Fig. 1: La nebulosa M1 è il residua della supernova esplosa nel 1054 d.C., che fu osservata con costanza dagli astronomi cinesi.

Nel 1054, nella costellazione del Toro, apparve un astro talmente luminoso da essere visibile anche di giorno, (fig. 1). Altri due astri di poco meno brillanti comparvero nel 1572 (fig. 2) e nel 1604, rispettivamente nelle costellazioni di Cassiopea e di Ofiuco (fig. 3). Sono state queste le ultime tre supernovae esplose nella nostra galassia mentre centinaia di supernovae sono state osservate nelle altre galassie molto più distanti e meno luminose.

Fig. 2: Nel disegno a sinistra, sono raffigurate alcune stelle in Cassiopea e, indicata con la lettera I, è riportata la supernova osservata da Tycho Brahe a partire dall’11 novembre 1572. Il disegno è tratto dall’opera, composta dallo stesso Tycho: “De Nova stella”, nella quale sono raccolte le sue numerose osservazioni della nuova stella e nella quale troviamo formulata la rivoluzionaria affermazione che non esiste alcuna inalterabile sfera cristallina sulla quale sono trapuntate le stelle.  Nell’immagine a destra, i resti della Supernova di Tycho nei raggi X, sovrapposta ad un’immagine ottenuta nel visibile. Qualche studioso di storia dell’astronomia afferma che non fu Tycho ad osservarla per primo: probabilmente  fu preceduto da Wolfgang Schuler (? – 1575) che  la vide cinque giorni prima.

Fig. 3 resti della supernova 1604

Quando apparirà la prossima supernova galattica?

Nessuno può dirlo: forse fra un mese forse fra un secolo. Dipende dalla distanza della stella e da quanto tempo è avvenuta l’esplosione, ma è probabile che i  fotoni di tutte le frequenze  siano già partiti e si stiano avvicinando alla Terra a 300 mila kilometri al secondo.  Quello che è sicuro è che nel cielo apparirà un astro luminosissimo,  brillante forse più del pianeta Venere e che di esso parleranno anche i quotidiani. E’ probabile che compaia in vicinanza della Via Lattea, ad esempio nelle costellazioni del Sagittario, dell’Aquila, del Cigno, del Toro, di Orione o di Cassiopea che in autunno brilla alta nel cielo verso nord.
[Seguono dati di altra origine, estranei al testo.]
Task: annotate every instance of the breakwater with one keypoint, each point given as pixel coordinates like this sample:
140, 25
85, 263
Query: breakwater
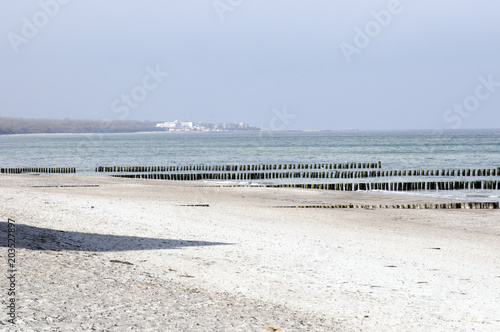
428, 206
50, 170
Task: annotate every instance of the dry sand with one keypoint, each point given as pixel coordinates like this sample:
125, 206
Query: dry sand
131, 254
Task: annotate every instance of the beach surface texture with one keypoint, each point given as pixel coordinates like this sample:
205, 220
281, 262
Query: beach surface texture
110, 254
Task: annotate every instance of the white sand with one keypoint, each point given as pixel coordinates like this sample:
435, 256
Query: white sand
251, 265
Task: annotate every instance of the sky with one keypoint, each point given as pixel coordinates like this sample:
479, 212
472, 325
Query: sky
275, 64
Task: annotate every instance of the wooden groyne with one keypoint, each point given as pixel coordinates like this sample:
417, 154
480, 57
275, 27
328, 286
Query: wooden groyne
397, 186
431, 206
234, 168
387, 186
55, 170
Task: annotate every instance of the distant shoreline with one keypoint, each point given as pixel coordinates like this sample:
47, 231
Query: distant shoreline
184, 132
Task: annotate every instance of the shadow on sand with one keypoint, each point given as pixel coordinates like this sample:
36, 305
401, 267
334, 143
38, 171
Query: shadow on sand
36, 238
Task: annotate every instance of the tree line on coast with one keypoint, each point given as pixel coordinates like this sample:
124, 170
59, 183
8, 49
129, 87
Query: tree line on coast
52, 126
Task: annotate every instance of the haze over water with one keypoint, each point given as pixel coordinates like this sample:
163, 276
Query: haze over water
397, 150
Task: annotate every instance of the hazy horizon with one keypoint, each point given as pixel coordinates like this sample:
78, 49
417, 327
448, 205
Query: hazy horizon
386, 65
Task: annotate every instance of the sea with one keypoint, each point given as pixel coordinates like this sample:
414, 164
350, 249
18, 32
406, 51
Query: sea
396, 150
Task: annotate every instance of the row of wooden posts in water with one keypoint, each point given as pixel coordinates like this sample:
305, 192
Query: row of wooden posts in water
21, 170
234, 168
311, 175
461, 205
388, 186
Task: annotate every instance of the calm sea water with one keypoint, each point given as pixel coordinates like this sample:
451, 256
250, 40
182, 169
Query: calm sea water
397, 150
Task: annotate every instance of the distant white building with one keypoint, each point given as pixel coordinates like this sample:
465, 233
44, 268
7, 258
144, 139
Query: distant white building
175, 124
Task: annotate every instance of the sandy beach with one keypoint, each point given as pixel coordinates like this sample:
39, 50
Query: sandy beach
95, 252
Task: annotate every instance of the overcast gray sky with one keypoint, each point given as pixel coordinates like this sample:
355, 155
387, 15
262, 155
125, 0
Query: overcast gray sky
278, 64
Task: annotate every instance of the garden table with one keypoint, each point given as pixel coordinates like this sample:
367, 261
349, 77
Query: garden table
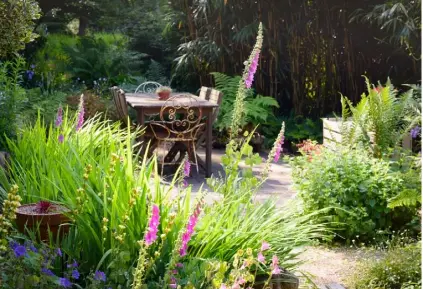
149, 103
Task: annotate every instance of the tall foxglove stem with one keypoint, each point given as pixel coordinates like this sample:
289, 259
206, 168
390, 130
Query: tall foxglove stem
275, 152
81, 113
246, 82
La supernova è un fenomeno che distrugge completamente una stella con due differenti modalità:  un astro singolo di massa superiore a 8 masse solari che, giunto alla fine della sua evoluzione, non avendo più combustibile nucleare, esplode in modo catastrofico lanciando nello spazio, a 20 mila km al secondo,  gran parte della  materia di cui è composto, oppure si tratta di una stella doppia:  una nana bianca di  circa 1.4 masse solari  con una compagna che le cede massa.
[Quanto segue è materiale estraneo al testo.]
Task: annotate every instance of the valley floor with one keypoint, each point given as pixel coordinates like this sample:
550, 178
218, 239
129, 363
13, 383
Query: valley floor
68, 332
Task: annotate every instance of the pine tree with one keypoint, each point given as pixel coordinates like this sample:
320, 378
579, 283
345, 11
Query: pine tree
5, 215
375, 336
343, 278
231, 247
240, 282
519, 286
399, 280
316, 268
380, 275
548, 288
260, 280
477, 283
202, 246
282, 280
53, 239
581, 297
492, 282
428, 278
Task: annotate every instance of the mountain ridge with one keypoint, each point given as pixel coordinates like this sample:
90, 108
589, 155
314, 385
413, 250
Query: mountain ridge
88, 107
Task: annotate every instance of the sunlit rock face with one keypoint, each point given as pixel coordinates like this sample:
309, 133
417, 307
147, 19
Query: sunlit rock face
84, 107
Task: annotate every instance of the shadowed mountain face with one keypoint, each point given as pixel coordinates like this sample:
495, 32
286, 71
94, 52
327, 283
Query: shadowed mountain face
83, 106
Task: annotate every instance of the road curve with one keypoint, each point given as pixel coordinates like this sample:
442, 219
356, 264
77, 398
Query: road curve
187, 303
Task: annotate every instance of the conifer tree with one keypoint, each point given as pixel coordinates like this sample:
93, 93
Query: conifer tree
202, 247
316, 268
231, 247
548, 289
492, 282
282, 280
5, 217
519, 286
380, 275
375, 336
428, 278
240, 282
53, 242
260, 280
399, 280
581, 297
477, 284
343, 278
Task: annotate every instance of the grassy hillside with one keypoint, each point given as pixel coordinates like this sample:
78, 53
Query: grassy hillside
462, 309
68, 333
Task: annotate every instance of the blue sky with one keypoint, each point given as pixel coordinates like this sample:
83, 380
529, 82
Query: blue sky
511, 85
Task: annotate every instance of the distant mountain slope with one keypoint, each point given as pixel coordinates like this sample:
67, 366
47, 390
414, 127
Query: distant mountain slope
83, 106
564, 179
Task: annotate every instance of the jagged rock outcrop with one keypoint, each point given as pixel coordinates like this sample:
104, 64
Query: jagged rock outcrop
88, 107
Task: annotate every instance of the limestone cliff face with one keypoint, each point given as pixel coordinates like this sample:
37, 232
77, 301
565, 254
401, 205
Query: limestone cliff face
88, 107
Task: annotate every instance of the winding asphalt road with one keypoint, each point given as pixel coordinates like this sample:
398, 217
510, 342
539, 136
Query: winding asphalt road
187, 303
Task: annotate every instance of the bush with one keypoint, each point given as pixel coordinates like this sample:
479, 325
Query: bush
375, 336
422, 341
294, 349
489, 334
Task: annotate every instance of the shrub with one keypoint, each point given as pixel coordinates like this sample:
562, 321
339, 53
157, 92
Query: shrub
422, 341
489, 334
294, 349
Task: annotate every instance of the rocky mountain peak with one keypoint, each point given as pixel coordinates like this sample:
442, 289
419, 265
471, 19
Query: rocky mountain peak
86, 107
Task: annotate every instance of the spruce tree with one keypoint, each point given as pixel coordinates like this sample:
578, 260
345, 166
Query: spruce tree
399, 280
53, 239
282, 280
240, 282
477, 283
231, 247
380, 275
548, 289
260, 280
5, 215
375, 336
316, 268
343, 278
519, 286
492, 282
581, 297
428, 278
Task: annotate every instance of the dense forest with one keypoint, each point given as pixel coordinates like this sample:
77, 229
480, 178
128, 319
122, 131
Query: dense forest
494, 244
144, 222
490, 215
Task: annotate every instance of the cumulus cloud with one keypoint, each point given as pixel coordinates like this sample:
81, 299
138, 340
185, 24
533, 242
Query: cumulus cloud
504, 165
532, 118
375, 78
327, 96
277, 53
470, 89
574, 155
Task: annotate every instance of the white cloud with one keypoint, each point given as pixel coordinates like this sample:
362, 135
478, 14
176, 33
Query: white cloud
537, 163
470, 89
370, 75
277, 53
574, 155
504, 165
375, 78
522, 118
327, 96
Fig. 4: Leonida Rosino (1915-1997), eminente astronomo, per decenni direttore dell’Osservatorio astronomico di Padova, svolse attività di ricerca in numerosi campi dell’astronomia, dalle stelle variabili agli ammassi globulari; scoprì ben 23 supernovae.
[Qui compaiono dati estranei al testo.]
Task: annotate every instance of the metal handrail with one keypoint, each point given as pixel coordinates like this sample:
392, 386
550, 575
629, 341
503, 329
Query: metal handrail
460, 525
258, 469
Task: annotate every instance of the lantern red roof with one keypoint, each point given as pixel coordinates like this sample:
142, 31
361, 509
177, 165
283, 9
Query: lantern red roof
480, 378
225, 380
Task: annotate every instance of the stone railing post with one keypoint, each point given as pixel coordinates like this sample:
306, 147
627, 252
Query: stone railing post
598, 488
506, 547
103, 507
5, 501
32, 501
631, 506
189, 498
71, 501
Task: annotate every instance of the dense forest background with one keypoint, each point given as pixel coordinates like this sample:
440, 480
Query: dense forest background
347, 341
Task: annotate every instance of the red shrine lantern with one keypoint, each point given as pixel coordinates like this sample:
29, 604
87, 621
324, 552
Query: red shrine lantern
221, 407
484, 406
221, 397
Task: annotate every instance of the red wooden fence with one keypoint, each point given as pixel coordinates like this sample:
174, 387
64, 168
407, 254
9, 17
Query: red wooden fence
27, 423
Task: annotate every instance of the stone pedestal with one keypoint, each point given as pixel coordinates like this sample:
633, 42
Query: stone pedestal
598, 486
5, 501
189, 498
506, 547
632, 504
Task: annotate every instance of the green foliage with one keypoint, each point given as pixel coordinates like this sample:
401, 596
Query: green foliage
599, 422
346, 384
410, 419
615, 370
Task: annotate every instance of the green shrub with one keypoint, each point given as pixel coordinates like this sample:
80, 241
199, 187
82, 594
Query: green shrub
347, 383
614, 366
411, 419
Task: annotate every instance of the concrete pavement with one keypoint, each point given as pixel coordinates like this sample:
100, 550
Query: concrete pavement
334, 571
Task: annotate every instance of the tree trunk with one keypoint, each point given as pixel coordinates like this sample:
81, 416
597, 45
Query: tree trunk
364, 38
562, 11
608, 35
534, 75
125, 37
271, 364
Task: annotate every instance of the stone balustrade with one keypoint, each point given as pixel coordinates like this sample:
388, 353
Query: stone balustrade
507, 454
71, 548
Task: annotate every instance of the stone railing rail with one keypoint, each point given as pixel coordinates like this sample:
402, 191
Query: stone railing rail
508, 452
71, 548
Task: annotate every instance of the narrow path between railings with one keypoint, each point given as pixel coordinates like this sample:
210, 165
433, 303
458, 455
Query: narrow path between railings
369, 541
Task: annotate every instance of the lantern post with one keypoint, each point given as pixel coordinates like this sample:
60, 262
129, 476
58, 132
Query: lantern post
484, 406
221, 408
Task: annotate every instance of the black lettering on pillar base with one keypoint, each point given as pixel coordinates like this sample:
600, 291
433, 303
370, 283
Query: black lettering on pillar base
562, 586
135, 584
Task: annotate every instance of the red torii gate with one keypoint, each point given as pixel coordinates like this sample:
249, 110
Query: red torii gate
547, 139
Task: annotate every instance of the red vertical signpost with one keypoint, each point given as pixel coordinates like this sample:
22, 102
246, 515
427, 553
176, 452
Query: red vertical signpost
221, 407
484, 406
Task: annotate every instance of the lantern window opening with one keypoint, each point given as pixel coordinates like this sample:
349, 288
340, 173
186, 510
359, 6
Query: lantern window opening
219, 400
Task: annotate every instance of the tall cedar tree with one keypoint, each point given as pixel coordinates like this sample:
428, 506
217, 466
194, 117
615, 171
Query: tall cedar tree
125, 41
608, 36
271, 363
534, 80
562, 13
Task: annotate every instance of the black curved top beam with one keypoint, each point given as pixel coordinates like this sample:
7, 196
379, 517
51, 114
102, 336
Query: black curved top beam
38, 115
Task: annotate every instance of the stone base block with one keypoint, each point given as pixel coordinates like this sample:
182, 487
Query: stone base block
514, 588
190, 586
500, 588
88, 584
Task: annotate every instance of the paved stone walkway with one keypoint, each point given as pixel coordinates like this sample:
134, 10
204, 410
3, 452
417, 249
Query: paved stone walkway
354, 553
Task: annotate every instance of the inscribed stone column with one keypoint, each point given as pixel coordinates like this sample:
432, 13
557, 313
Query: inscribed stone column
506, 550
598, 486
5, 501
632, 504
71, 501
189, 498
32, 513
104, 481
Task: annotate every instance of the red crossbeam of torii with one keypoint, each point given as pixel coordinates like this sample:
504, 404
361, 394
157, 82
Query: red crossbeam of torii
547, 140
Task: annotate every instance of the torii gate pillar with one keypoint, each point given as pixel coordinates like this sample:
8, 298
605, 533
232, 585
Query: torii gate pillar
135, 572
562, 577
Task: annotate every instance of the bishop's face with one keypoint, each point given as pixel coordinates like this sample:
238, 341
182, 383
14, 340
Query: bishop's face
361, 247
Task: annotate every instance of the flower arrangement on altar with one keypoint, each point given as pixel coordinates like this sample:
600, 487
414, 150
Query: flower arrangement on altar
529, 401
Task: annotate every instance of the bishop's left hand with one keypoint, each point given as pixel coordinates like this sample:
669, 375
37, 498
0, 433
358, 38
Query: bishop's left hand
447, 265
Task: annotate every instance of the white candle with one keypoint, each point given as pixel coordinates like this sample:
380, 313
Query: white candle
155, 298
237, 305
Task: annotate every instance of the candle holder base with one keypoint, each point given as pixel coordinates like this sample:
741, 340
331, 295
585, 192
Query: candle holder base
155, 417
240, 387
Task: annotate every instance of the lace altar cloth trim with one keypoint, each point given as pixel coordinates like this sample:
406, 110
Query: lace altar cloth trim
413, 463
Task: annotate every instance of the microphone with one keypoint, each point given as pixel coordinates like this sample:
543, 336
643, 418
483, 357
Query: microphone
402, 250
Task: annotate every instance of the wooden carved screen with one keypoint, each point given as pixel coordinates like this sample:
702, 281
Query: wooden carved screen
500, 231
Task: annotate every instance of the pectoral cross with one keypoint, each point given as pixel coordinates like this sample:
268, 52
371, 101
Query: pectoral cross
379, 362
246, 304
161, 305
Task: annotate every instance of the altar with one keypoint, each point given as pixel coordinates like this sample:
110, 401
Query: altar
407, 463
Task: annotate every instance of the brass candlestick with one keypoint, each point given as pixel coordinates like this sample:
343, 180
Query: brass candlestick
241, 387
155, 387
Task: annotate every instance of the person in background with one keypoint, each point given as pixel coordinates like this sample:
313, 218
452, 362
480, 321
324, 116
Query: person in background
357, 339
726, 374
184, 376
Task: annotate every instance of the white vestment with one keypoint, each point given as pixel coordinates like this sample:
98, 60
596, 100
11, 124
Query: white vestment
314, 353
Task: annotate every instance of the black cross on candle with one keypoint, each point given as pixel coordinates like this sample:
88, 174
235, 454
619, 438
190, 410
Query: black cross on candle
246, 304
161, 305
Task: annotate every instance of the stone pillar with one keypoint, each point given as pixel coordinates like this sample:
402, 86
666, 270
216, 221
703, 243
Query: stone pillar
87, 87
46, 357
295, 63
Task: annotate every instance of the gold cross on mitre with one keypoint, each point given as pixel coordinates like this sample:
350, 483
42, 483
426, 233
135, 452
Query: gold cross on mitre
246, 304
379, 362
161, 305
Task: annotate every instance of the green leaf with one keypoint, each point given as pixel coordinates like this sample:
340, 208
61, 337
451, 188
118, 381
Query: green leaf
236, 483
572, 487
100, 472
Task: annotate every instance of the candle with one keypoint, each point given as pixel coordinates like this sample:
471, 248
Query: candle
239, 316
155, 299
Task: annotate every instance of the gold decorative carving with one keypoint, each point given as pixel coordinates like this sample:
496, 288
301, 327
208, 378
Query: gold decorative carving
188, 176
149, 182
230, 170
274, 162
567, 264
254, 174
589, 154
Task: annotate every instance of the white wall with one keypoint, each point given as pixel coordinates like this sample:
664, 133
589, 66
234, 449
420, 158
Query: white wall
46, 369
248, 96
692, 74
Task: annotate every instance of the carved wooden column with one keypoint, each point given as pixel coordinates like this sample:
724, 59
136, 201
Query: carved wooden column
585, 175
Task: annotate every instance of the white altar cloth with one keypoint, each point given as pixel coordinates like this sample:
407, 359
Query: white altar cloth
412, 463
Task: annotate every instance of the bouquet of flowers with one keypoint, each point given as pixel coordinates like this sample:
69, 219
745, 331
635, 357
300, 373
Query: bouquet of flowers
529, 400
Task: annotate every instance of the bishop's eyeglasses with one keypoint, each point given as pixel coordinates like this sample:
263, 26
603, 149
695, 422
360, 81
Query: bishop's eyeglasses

Quando la massa della nana bianca supera il valore critico di 1.44 masse solari, le forze di pressione dovute agli elettroni non riescono più a controbilanciare la forza di gravità e la stella esplode come un gigantesco fuoco artificiale. Nel primo caso si forma un corpo collassato: una stella di neutroni o un buco nero, nel secondo invece non resta niente.

Quando questo astro luminosissimo apparirà, che cosa è opportuno fare? Circa  quaranta anni fa  posi questa domanda al Prof. Leonida Rosino (fig. 4), direttore dell’osservatorio di Asiago e lui rispose:

“Caro Bartolini, la prima cosa che deve fare è di telefonarmi a qualsiasi ora del giorno o della notte”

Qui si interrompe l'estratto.